The internal ModelOfDiagnostic
function implements Eq.
19 (Baird et al. 2023) that is the
powerful tool to detect the most prominent barrier to gene flow in the
data. Seeing how individuals become separated on either side of the
barrier provides insights into the algorithm convergence.
The WarpSwitch.pdf files plot differences in sorted rescaled hybrid indices (Eq. 12) used to identify the barrier to gene flow (Baird et al. 2023). The WarpSwitch.txt files then describe what genomic states the ideal diagnostic marker would have for all included individuals (Eq. 13), and how the ideal 4-genomic state count matrix (Eq. 14) would look like for the first ten individuals.

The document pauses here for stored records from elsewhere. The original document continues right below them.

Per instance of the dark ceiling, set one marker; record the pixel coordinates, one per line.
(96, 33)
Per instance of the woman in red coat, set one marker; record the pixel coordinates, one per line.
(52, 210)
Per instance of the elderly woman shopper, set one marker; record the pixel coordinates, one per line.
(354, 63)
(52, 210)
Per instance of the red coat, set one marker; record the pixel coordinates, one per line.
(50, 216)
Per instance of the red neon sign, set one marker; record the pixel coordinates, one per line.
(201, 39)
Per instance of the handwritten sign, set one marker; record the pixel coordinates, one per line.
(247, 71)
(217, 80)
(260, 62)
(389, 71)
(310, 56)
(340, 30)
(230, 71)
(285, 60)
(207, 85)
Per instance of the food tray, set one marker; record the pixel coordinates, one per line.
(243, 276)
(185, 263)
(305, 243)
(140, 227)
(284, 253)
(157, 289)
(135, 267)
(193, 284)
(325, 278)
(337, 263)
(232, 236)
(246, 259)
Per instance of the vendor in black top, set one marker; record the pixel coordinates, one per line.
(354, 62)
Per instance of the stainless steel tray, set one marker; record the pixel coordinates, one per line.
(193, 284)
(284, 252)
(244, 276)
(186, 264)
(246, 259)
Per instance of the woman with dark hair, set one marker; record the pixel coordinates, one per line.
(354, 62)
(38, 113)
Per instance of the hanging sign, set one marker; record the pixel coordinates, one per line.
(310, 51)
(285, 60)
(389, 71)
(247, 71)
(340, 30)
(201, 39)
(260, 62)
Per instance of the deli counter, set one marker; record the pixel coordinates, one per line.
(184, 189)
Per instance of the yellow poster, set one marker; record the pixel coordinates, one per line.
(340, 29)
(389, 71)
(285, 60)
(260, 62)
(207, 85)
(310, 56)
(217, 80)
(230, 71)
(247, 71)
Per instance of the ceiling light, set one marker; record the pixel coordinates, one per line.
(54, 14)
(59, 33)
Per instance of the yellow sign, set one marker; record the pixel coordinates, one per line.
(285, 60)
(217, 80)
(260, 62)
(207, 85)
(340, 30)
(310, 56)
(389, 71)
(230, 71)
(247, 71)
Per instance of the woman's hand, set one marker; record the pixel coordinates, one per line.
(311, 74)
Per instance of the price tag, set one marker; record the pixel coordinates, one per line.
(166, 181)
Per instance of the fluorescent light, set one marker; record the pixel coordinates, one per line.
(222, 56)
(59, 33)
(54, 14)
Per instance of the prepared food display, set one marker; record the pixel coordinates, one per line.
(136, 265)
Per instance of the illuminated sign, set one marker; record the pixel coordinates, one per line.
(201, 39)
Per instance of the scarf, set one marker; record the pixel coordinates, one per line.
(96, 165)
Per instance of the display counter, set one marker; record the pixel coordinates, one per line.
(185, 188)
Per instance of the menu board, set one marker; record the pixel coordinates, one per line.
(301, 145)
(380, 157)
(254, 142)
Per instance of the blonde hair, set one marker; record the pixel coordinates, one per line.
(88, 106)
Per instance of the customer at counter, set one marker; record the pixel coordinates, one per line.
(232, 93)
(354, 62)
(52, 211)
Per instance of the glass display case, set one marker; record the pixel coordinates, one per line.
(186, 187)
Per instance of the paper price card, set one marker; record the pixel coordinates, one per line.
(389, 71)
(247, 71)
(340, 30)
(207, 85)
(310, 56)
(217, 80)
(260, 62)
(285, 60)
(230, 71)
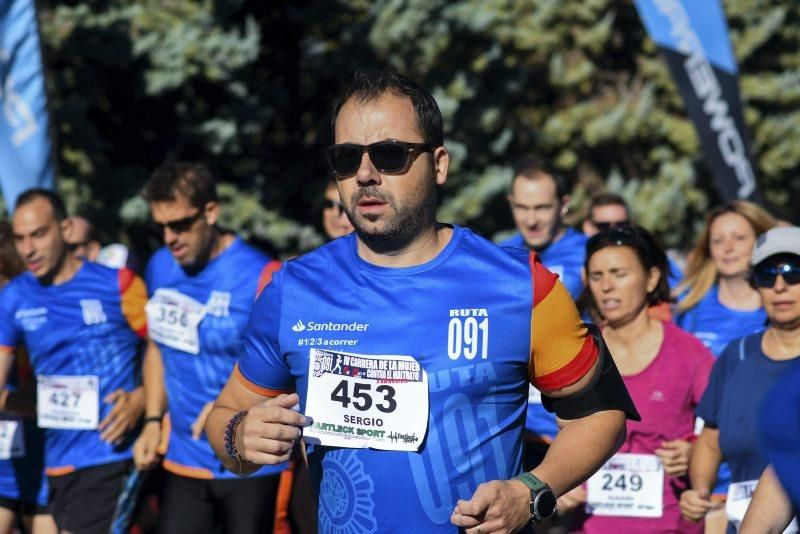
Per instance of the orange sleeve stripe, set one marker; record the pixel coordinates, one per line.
(283, 502)
(59, 471)
(254, 387)
(187, 471)
(133, 299)
(572, 372)
(557, 332)
(543, 280)
(561, 349)
(265, 277)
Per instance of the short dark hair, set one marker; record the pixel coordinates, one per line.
(607, 199)
(59, 209)
(648, 250)
(11, 264)
(531, 168)
(371, 84)
(192, 180)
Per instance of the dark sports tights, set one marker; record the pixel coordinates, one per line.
(241, 506)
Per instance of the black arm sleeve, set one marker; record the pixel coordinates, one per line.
(607, 391)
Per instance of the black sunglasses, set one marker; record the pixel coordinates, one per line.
(389, 157)
(765, 276)
(179, 226)
(605, 226)
(334, 204)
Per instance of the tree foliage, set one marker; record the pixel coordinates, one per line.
(247, 86)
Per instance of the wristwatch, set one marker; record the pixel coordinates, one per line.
(543, 500)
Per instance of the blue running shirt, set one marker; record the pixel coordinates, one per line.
(225, 291)
(716, 325)
(467, 318)
(22, 475)
(90, 326)
(740, 380)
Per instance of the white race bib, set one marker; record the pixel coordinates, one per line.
(628, 485)
(12, 438)
(68, 402)
(534, 395)
(173, 320)
(739, 496)
(360, 401)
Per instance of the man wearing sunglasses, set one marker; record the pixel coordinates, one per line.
(202, 285)
(81, 324)
(334, 219)
(408, 349)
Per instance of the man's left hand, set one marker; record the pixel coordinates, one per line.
(128, 408)
(497, 506)
(675, 456)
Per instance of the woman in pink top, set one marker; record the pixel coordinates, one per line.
(666, 371)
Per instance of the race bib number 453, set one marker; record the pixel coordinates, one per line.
(628, 485)
(68, 402)
(360, 401)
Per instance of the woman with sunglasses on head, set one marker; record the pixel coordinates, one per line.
(741, 379)
(665, 370)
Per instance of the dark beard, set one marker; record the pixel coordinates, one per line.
(408, 224)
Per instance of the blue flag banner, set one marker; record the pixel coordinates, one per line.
(693, 37)
(24, 137)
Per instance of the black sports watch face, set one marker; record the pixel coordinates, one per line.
(543, 504)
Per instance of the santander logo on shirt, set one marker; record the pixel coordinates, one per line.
(313, 326)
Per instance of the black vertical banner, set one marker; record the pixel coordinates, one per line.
(693, 36)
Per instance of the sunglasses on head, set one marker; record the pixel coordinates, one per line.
(179, 226)
(334, 204)
(765, 276)
(605, 226)
(389, 157)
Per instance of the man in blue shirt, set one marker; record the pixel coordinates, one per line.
(410, 344)
(538, 199)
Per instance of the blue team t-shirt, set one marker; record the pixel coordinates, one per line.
(226, 289)
(22, 477)
(91, 325)
(716, 325)
(332, 299)
(780, 430)
(740, 380)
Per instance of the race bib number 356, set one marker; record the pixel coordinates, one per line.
(68, 402)
(628, 485)
(360, 401)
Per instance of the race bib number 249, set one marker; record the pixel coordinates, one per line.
(360, 401)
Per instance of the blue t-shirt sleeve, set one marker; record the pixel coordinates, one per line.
(9, 331)
(263, 364)
(710, 403)
(782, 440)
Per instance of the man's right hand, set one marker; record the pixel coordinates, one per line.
(571, 500)
(145, 450)
(695, 504)
(270, 430)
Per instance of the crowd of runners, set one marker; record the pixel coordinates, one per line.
(409, 374)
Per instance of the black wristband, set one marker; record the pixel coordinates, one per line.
(230, 436)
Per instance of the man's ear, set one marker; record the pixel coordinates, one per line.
(212, 212)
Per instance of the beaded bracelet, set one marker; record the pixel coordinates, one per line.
(230, 438)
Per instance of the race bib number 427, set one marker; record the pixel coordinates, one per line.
(360, 401)
(68, 402)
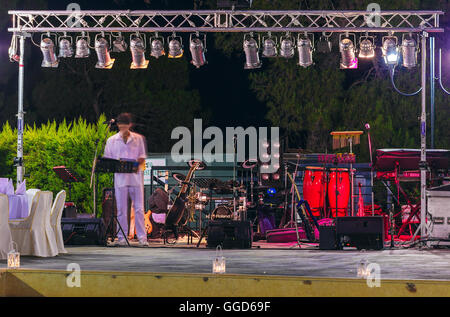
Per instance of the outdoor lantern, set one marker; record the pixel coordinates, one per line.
(157, 46)
(104, 59)
(197, 48)
(287, 46)
(137, 47)
(348, 55)
(119, 44)
(324, 44)
(82, 48)
(409, 52)
(305, 48)
(251, 52)
(390, 50)
(269, 47)
(219, 265)
(366, 47)
(65, 47)
(13, 256)
(175, 47)
(48, 52)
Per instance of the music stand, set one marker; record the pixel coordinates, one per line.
(107, 165)
(67, 176)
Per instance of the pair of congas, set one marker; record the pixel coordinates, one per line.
(316, 188)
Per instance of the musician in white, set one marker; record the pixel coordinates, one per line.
(130, 146)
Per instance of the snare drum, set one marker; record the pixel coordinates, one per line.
(222, 212)
(340, 180)
(314, 187)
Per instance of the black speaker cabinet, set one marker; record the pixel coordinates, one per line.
(83, 231)
(327, 238)
(230, 234)
(360, 232)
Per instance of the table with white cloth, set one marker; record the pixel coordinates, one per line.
(18, 206)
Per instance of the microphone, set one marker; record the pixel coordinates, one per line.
(109, 121)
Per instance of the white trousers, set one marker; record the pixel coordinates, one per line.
(136, 194)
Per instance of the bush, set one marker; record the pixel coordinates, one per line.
(70, 144)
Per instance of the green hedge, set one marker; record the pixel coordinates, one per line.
(70, 144)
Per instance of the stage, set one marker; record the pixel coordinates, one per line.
(274, 270)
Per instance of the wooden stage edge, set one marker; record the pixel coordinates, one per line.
(56, 283)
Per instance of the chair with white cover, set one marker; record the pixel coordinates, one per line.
(34, 234)
(55, 220)
(5, 233)
(30, 195)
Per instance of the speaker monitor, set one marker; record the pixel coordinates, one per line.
(83, 231)
(230, 234)
(360, 232)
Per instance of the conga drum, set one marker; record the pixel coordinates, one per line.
(314, 188)
(340, 181)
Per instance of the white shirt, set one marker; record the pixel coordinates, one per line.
(134, 149)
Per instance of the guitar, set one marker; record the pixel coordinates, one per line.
(177, 211)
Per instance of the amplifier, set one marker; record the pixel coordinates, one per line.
(230, 234)
(360, 232)
(83, 231)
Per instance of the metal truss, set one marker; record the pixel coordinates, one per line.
(225, 21)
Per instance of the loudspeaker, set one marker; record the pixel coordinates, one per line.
(83, 231)
(327, 238)
(230, 234)
(360, 232)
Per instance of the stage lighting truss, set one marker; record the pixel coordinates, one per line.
(367, 46)
(197, 46)
(410, 48)
(48, 50)
(138, 45)
(157, 46)
(175, 46)
(270, 45)
(348, 51)
(103, 48)
(305, 47)
(390, 50)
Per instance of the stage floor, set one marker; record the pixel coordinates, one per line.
(262, 259)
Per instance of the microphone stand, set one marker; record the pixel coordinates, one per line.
(94, 163)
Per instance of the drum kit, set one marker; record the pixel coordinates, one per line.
(327, 185)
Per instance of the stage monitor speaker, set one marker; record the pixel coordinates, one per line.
(360, 232)
(327, 238)
(83, 231)
(229, 234)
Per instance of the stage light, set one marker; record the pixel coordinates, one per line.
(102, 49)
(65, 47)
(324, 44)
(366, 47)
(269, 46)
(119, 44)
(157, 46)
(305, 49)
(409, 52)
(48, 52)
(287, 46)
(82, 47)
(390, 50)
(197, 48)
(251, 52)
(137, 48)
(348, 55)
(175, 46)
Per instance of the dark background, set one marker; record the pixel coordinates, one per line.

The SortedRescaledHybridIndex.pdf shows how the differences in hybrid indices between individuals belonging to either side of the barrier become more pronounced with progressing iterations. Note that in order to identify which individuals are placed where, one needs to replicate the figure from hybrid index values in files HI.txt.
The files RescaledHItobetaOfRescaledHI.pdf show the weight
for the hybrid index (Eq. 15) that together with the parameter value in
the diem
argument epsilon
will inform on how
much emphasis the analysis puts on the ideal state with the center of
the barrier identified in the WarpSwich files.
The visualisation in the iteration-specific graphics provide a tangible track record of how the theoretical ideals of pure individuals and perfectly diagnostic markers contribute to informing on a barrier to gene flow in a realistic scenario, where there are no pure individuals and no perfectly diagnostic markers.
The log.txt file provides a human-readable overview of the
diem
iterations. During initialisation stage, the log file
will list the number of (chosen) markers and (chosen) individuals in the
analysis run, followed by the top seven rows of the 4-genomic state count matrix 4I with null
polarisation, correction for small data (Eq. 5), top seven rows of the
4A, which
is the 4I
matrix corrected for compartment- and individual-specific ploidies and
is used to calculate the hybrid index, the top seven rows of the
weighted 4V
matrix (Eq. 16), and the respective log-likelihood values (Eq. 19).
For subsequent iterations, the log file also quantifies how many markers switch polarities between iterations, and shows the corresponding change to the 4I.